FWIW, I think Text Wrangler has ceased ongoing development and has been merged with BBEdit. Instead of two apps, BBEdit has a demo mode after which access to of some features (i.e. the old features missing in TW). So, to use the ‘current’ TW you should install BBEdit and just run in permanent demo mode.


(Paul Walters) #9

Here is a BBEdit TextFactory (a sort of macro) that does all of the replacing mentioned above. It works for me on the test data posted here, but in creating the posted test data I think there may be errors in what’s shown in the OP.

No worries – TextFactories are very easy to modify and require no obscure syntax (unlike Keyboard Maestro).

http://d.pr/f/cMviqF+


(eastgate) #10

I agree that this is likely to be pretty easy to convert to comma-separated values, or tab-separated values, which spreadsheets import readily. )OPML import might also be a possibility.)

This sort of file, with a decently-documented and (for its time) designed format, could also be the target of a straightforward custom importer. That’s not going to be necessary here, I think, but if you had thousands of Agenda documents to import – or if lots of Agenda users emerge from behind that curtain over there-- it’s something we could do here without great trouble.

That’s unlikely to be necessary in this specific case, but it’s worth mentioning for future readers.


(James Fallows) #11

Thanks for this TextFactory! I’ve just downloaded BBEdit and will give it a try. Sincerely grateful for all advice.

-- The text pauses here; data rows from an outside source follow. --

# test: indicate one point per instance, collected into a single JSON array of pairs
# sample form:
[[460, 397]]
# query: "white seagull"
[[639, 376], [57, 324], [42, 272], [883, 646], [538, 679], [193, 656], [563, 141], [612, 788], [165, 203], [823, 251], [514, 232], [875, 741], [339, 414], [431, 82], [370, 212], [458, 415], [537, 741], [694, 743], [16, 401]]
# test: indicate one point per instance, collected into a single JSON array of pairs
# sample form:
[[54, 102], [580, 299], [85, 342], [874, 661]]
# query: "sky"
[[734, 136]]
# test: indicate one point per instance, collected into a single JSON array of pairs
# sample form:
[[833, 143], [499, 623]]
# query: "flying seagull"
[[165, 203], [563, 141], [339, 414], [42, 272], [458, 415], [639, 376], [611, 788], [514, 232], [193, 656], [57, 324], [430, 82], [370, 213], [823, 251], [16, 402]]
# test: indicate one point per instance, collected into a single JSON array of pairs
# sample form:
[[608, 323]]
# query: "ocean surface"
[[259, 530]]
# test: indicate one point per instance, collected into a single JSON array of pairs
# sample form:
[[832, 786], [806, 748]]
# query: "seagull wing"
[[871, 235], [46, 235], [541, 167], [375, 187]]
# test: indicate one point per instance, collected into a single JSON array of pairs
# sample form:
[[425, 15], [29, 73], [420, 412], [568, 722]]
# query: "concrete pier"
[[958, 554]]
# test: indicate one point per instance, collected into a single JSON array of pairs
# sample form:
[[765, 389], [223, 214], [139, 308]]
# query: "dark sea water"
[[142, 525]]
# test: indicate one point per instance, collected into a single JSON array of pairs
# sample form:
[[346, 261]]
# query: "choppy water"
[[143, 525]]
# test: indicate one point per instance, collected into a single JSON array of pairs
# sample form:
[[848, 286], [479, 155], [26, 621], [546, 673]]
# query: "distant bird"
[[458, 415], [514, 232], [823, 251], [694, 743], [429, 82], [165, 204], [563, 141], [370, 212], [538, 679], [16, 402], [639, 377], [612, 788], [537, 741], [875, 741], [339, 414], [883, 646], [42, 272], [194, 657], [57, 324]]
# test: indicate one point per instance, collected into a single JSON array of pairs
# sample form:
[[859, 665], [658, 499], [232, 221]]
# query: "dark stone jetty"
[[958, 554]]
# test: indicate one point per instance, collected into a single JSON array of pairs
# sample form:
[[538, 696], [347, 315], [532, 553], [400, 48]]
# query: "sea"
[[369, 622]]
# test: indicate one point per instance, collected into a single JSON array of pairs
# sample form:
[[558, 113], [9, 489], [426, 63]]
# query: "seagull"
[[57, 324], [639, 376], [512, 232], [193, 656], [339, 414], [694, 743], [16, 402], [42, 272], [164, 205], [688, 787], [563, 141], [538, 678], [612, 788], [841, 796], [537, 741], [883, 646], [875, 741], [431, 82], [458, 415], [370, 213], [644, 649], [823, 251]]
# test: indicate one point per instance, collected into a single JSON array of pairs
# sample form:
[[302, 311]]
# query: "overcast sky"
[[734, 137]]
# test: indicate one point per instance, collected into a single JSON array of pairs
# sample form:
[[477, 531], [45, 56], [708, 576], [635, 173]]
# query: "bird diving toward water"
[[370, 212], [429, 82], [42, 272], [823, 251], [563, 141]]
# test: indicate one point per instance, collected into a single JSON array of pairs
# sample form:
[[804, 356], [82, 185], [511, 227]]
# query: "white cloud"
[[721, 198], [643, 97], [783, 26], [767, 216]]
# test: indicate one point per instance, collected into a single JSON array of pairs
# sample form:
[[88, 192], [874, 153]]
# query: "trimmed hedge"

Update Mirabile dictu, this works! The TextFactory script puts the original Agenda-export structured file into shape to be pasted into a spreadsheet, where I can look it over and delete fields I don’t want any more. And then Tinderbox properly handles material copied-and-pasted from the spreadsheet itself. This has saved me a gigantic ton of effort. Many thanks.


(Paul Walters) #12

Cool. What once was lost is now found.